How might the Brontë sisters have sounded and behaved if they’d been equipped with a 21st Century mindset?
Sarah Gordon’s award-winning play, premiered at the National Theatre in a co-production with Northern Stage, directed by the latter’s Natalie Ibu, takes that unspoken question and runs with it to hilarious effect.
Thus you get Victorian women speaking out like their modern counterparts.
Governessing, advises Charlotte Brontë, is “really shitty work”, while the poet laureate, Robert Southey, is deftly put in his place.
This by Emily Brontë on hearing Southey’s reply to the letter sent by older sister Charlotte soliciting his opinion of some of her poems.
“Literature cannot be the business of a woman’s life, and it ought not to be,” opined Southey in his real-life letter of 1837.
Emily (in this 2020s retelling): “He’s a bellend!”
Charlotte: “He is the Poet Laureate!”
Emily: “He’s still a bellend.”
- Read more: Brontë as not taught in schools
- Read more: Wor Bella set to score at the Theatre Royal
You’ll have gathered that Gordon’s bracing middle finger salute to Victorian patriarchy doesn’t chime with what you might have learned in school.
It’s certainly at odds with the note on the back of the paperback edition of Elizabeth Gaskell’s famous 1857 biography, The Life of Charlotte Brontë, that I had at uni.
“Charlotte Brontë,” it states, “was by situation and temperament a recluse, with an almost paranoid desire for self-effacement…”
That’s not the woman played with evident relish by Gemma Whelan who strides towards a stage decked out as heathery moorland, pausing only to demand of audience members their favourite Brontë novel.
Her own Jane Eyre is the answer she’s seeking, and will most often get, although Emily’s Wuthering Heights will give it a run for its money.

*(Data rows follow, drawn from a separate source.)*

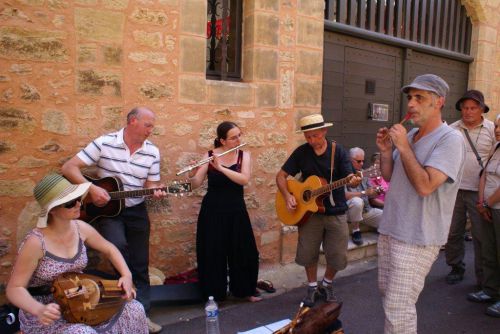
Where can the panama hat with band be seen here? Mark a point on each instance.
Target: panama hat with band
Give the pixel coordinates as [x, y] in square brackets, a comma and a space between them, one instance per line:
[474, 95]
[312, 122]
[54, 190]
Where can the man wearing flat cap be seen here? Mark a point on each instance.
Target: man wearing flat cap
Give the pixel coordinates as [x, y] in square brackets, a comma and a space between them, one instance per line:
[419, 204]
[479, 137]
[316, 157]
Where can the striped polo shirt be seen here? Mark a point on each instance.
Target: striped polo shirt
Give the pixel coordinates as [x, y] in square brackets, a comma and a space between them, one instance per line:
[112, 157]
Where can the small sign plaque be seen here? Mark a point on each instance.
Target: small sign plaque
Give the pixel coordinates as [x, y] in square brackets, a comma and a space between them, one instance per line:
[378, 112]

Charlotte, in the realm of the play (and as history tells us), is the most determined to be published. She it was who suggested the sisters skirt prejudice by adopting male pseudonyms – Currer, Ellis and Acton Bell – and submitted their collected poems to publishers to pave the way for future novels.

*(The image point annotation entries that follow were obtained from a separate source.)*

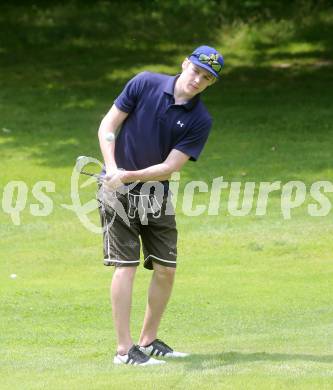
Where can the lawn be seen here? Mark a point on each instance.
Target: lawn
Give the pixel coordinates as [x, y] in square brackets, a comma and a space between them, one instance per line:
[253, 297]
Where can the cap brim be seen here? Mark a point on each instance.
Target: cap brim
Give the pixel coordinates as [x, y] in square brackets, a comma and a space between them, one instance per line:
[195, 61]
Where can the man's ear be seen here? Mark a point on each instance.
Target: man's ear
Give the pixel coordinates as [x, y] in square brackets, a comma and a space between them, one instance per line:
[213, 81]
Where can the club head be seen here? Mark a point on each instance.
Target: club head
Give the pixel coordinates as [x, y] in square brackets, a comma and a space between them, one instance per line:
[82, 161]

Emily, fierce and private, isn’t happy about that because Charlotte found her poems and sent them off without asking her first.
Brought to life by Adele James, Emily’s the one who can read Charlotte like a book and occasionally slaps her down. “Hypocrite! You sound like the pompous tw*t who wrote that letter!”
And she throws a bucket of water over brother Branwell (James Phoon), the volatile aspiring painter who hollers for “Daddy!”
“Be quiet,” retorts Emily. “He’s praying.”
But the play title refers not to these but to youngest sister Anne, played by Rhiannon Clements.
She’s the underdog, the quiet one, the one dismissed by Charlotte as “a mouse” for professing not to care what people say of her or the novel she knocked out under Charlotte’s nose, thereby putting it out of joint (Mrs Gaskell did say she had a large one).
The thread running through the play is that Charlotte knows she’s the best writer and always has been and everyone knows it.
Imagine her reaction, then, when of the sisters’ first novels, hers is the only one publishers reject. Comedy gold! Although in this telling she quickly responds with Jane Eyre, brushing aside accusations that she stole the plot of Anne’s Agnes Grey.
There are men in the play but they’re all pretty awful, the literary establishment characterised as a posse of braying nincompoops with big moustaches and Sherlock Holmes pipes atop their toppers.
And, as if to rub it in, the only truly awful woman, Mrs Ingham, who engages Anne as governess to tame her impossible brats, is played by a man, Nick Blakeley, who clearly has a lovely time (and also turns up later as a rather creepy Mrs Gaskell).
There are plenty of good visual jokes, mostly the fruits of a revolving stage that is also due to relocate to Newcastle when the production opens here in the summer.
My favourite scene involves the trip by stagecoach – make that slowcoach – from Haworth to London undertaken by Charlotte and a reluctant Anne. Symbol of all that was thrown in women’s way, it speeds up the second they alight. Priceless!
The tragedy underlying the comedy, of course, is that the younger Brontës all died within eight months of each other, none living much beyond 30. Charlotte soldiered on for a few more years.
For all its rollicking rudeness, the play is an affectionate send-up. The Brontë legacy, secure enough to take it, will be strengthened if it generates new readers.
As for Sarah Gordon. One to watch, clearly.
Underdog: The Other Other Brontë is at the National Theatre until May 25 and at Northern Stage, Newcastle, from June 7 to 22 with tickets already on sale via the website and box office on 0191 230 5151.